[Haskell-cafe] Optimising UTF8-CString -> String marshaling, plus comments on withCStringLen/peekCStringLen

Mon Jun 4 06:25:10 EDT 2007

On Mon, 2007-06-04 at 09:43 +0100, Alistair Bayley wrote:

> After some expriments with the simplifier, I think I have a portable
> version of a direct-from-buffer decoder which seems to perform nearly
> as well as one written directly against GHC primitive unboxed functions.
> I'm wondering if there's anything further I can do to improve performance.
> The "portable" unboxed version is within about 15% of the unboxed version
> in terms of time and allocation.

Well done.

> Changes I made:
>  - added strictness "annotations" in the form of a strictness guards
>    that are always False
>  - unrolled loops (they were always short loops anyway, with a maximum
>    of 3 or 4 iterations)
>  - replaced shiftL with multiplication, because multiplication unboxes,
>    while shiftL doesn't.
> 
> Some things I've noticed in the simplifier output:
>  - the shiftL call hasn't unboxed or inlined into a call to
>    uncheckedShiftL#, which I would prefer.
>    Would this be possible if we added unchecked versions of
>    the shiftL/R functions to Data.Bits?

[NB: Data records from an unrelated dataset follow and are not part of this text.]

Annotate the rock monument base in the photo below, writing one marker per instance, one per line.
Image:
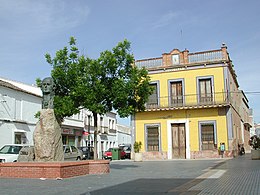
(47, 138)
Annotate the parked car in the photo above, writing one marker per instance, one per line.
(108, 154)
(10, 152)
(72, 153)
(127, 150)
(88, 152)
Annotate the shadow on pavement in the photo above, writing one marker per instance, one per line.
(151, 186)
(122, 166)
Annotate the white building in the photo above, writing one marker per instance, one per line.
(20, 102)
(17, 109)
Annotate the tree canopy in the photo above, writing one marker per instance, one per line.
(108, 83)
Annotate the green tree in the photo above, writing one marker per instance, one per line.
(108, 83)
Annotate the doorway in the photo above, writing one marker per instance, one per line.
(178, 141)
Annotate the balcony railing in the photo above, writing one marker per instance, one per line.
(151, 63)
(200, 57)
(194, 100)
(206, 56)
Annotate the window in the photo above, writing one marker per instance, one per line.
(153, 98)
(175, 59)
(205, 90)
(152, 138)
(208, 136)
(176, 93)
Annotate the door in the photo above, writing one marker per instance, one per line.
(176, 94)
(178, 141)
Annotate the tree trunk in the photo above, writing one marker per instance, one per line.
(95, 136)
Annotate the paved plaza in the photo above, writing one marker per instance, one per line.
(240, 175)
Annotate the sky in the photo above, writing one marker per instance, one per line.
(31, 28)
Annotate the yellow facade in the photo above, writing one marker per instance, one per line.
(190, 124)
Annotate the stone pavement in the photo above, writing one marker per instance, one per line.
(240, 175)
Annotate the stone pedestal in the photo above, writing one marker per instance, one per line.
(47, 138)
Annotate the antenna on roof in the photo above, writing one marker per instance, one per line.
(181, 39)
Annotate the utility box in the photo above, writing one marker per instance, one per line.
(115, 154)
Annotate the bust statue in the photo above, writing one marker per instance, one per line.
(47, 87)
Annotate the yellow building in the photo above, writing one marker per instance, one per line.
(194, 109)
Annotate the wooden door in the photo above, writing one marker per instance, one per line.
(178, 141)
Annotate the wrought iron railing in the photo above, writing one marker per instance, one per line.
(200, 57)
(205, 56)
(189, 100)
(151, 63)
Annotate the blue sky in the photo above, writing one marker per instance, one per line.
(32, 28)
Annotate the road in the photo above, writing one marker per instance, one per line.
(240, 175)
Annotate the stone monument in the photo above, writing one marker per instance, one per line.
(47, 135)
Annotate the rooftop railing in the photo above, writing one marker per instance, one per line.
(195, 100)
(201, 57)
(151, 63)
(205, 56)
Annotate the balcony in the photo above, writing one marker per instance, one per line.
(193, 58)
(206, 57)
(189, 101)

I think this was discussed before. Check the archives. I don't think
there was any resolution however. As I recall there was some attempt to
get the ordinary shiftL/R functions to inline and eliminate the bounds
checks when the shifts were constants less than the bounds.

>  - Ptrs don't get unboxed. Why is this? Some IO monad thing?

Got any more detail?

>  - the chr function tests that its Int argument is less than 1114111,
>    before constructing the Char. It'd be nice to avoid this test.

Yeah. In Data.ByteString.Char8 we invent this w2c & c2w functions to
avoid the test. There should probably be a standard version of this
unchecked conversion.

>  - why does this code:
> 
>       | x <= 0xF7 = remaining 3 (bAND x 0x07) xs
>       | otherwise = err x
> 
>    turn into this
>    i.e. the <= turns into two identical case-branches, using eqword#
>    and ltword#, rather than one case-branch using leword# ?

I thought it might be to do with the instance declaration not giving a
method for <= but letting it default to being defined in terms of < and
==, however it's hard to say what's really going on, since the instance
declaration is just:

data Word = W# Word# deriving (Eq, Ord)

I have no idea how ghc derives Eq and Ord instances for a type when it
contains unboxed components, which cannot themselves be members of a
type class.

> BTW, what's the difference between the indexXxxxOffAddr# and
> readXxxxOffAddr# functions in GHC.Prim? AFAICT they are equivalent,
> except that the read* functions take an extra State# s parameter.
> Presumably this is to thread the IO monad's RealWorld value through,
> to create some sort of data dependency between the functions (and so
> to ensure ordered evaluation?)

Right. So it'd only be safe to use the index ones on immutable arrays
because there's no way to enforce sequencing with respect to array
writes when using the index version.

Duncan